Dr. Quinones-Hinojosa:
I would like to make sure that the audience who is fighting a lot of people who hear this because they themselves or their loved ones are fighting the fight of their lives against these tumors – I want them to know that there are people like Dr. Sherman and myself, and many of our team members, who care for them, and we are fighting every day to find a cure. And we know that the hope is the only emotion that is stronger than fear. And don’t lose hope – look us up here at the Mayo Clinic for our multidisciplinary care, and we’ll be delighted to help care for you or your loved ones.
Dr.
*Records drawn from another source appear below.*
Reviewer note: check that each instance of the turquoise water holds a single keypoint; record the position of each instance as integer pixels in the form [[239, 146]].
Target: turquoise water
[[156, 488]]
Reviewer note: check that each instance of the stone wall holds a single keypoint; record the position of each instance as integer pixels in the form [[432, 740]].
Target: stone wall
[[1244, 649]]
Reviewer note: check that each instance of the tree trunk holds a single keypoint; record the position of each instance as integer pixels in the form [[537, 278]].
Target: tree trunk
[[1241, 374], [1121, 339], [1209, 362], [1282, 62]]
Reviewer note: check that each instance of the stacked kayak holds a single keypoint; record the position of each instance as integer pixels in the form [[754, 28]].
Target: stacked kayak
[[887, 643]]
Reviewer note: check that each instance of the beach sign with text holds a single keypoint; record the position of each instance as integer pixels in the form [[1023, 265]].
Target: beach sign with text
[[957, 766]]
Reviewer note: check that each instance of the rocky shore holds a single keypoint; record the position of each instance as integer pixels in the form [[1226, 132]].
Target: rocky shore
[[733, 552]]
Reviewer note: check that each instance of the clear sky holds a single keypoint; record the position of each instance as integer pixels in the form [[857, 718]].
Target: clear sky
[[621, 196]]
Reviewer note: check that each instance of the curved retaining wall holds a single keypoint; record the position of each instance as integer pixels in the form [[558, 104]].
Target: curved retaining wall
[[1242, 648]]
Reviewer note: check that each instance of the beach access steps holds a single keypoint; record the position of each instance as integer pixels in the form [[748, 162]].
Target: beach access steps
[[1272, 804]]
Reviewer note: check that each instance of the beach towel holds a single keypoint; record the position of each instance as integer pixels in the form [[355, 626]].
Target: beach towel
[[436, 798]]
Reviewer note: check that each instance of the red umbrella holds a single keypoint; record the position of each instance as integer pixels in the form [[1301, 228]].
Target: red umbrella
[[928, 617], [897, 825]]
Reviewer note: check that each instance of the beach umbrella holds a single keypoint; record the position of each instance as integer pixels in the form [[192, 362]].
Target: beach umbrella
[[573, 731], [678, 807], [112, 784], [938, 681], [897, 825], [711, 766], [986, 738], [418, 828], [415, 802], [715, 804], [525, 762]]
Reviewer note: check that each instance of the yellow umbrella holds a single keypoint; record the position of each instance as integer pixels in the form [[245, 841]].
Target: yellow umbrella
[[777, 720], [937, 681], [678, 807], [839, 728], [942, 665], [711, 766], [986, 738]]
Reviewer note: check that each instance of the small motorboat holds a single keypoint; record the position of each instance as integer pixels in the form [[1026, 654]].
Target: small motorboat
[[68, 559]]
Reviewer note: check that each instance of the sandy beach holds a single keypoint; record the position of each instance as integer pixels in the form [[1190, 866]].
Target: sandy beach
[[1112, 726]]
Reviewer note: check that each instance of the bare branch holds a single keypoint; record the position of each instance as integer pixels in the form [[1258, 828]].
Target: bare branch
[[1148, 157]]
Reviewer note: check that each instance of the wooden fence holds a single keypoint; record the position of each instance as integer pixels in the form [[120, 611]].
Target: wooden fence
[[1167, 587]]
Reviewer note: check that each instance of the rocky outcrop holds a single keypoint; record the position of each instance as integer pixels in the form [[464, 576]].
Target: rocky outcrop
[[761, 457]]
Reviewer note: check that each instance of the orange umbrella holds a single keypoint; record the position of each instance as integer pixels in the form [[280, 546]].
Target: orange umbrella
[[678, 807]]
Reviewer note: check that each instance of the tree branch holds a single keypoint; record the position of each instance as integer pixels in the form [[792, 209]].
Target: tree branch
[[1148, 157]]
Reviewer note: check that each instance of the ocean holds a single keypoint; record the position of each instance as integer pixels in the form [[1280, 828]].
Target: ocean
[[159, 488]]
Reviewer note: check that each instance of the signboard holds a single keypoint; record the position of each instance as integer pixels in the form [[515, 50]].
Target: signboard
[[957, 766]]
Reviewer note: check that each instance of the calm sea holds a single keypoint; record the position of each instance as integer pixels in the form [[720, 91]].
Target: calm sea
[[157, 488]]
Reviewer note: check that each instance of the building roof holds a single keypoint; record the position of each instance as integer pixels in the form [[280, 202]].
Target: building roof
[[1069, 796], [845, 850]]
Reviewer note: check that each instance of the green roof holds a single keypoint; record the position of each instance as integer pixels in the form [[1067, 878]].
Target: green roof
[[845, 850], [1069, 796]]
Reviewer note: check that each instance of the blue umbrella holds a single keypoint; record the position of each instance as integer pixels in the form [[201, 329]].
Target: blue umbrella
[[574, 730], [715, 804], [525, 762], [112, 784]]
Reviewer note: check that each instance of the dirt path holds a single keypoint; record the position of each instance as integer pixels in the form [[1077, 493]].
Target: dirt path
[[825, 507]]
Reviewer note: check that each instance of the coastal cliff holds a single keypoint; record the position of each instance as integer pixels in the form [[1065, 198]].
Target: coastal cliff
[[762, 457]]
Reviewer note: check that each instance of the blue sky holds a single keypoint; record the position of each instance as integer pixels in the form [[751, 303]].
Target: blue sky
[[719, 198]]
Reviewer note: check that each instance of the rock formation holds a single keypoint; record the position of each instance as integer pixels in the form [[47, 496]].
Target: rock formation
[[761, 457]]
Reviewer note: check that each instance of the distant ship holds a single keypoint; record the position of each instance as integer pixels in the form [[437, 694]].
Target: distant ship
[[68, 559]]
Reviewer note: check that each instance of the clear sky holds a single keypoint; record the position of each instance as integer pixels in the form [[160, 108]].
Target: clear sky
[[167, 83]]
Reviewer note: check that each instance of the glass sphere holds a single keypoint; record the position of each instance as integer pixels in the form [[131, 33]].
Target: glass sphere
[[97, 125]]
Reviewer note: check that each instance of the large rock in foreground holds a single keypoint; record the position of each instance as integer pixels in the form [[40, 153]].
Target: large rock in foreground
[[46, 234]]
Caudle:
Well, with those key takeaways in mind, I’d like to thank my guests, Dr. Alfredo Quinones-Hinojosa and Dr. Wendy J. Sherman, for joining me to discuss brain tumors in eloquent areas. It was great having you both on the program.
Dr. Quinones-Hinojosa:
Thank you so much, Dr. Caudle. What a great honor for us to be here with you today.
Dr. Sherman:
Thank you so much, it’s really been a pleasure.